## Module 2 Homework

In this homework, we're going to combine data from various sources to process it in Pandas and generate additional fields.

If not stated otherwise, please use the [Colab](https://github.com/DataTalksClub/stock-markets-analytics-zoomcamp/blob/main/02-dataframe-analysis/Module2_Colab_Working_with_the_data.ipynb) covered at the livestream to re-use the code snippets.

---
### Question 1: IPO Filings Web Scraping and Data Processing

**What's the total sum ($m) of 2023 filings that happenned of Fridays?**

Re-use the [Code Snippet 1] example to get the data from web for this endpoint: https://stockanalysis.com/ipos/filings/
Convert the 'Filing Date' to datetime(), 'Shares Offered' to float64 (if '-' is encountered, populate with NaNs).
Define a new field 'Avg_price' based on the "Price Range", which equals to NaN if no price is specified, to the price (if only one number is provided), or to the average of 2 prices (if a range is given).
You may be inspired by the function `extract_numbers()` in [Code Snippet 4], or you can write your own function to "parse" a string.
Define a column "Shares_offered_value", which equals to "Shares Offered" * "Avg_price" (when both columns are defined; otherwise, it's NaN)

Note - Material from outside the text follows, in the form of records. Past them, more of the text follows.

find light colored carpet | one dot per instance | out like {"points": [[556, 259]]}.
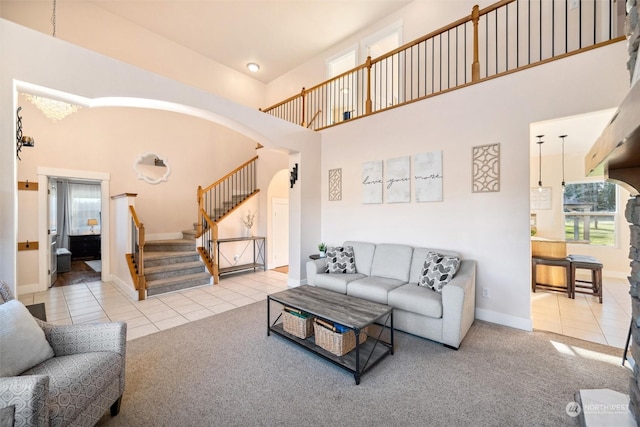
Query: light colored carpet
{"points": [[96, 265], [225, 371]]}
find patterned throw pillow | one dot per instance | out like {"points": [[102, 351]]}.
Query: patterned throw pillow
{"points": [[438, 270], [340, 260]]}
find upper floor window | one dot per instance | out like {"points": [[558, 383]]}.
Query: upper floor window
{"points": [[590, 213]]}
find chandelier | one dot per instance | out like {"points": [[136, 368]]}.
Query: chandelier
{"points": [[54, 110]]}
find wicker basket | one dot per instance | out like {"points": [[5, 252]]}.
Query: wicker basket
{"points": [[336, 342], [297, 326]]}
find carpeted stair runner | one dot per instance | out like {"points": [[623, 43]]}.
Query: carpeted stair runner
{"points": [[173, 265]]}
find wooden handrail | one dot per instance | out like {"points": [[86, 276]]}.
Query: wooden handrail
{"points": [[134, 215], [315, 116], [135, 259], [245, 164], [297, 105]]}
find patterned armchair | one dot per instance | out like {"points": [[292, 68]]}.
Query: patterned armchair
{"points": [[76, 386]]}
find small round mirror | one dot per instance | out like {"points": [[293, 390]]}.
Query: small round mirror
{"points": [[152, 168]]}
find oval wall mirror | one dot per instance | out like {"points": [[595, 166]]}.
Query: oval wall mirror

Find the total sum in $m (millions of USD, closest INTEGER number) for all fillings during 2023, which happened on Fridays (`Date.dt.dayofweek()==4`). You should see 32 records in total, 24 of it is not null.

(additional: you can read about [S-1 IPO filing](https://www.dfinsolutions.com/knowledge-hub/thought-leadership/knowledge-resources/what-s-1-ipo-filing) to understand the context)

---

In [1]:
import requests
from bs4 import BeautifulSoup
import pandas as pd

response = requests.get("https://stockanalysis.com/ipos/filings/")
soup = BeautifulSoup(response.text, 'html.parser')

# 假設數據在一個表格內，找到該表格並提取數據
table = soup.find('table')
rows = table.find_all('tr')
data = []
for row in rows:
    cols = row.find_all('td')
    data.append([ele.text.strip() for ele in cols if ele])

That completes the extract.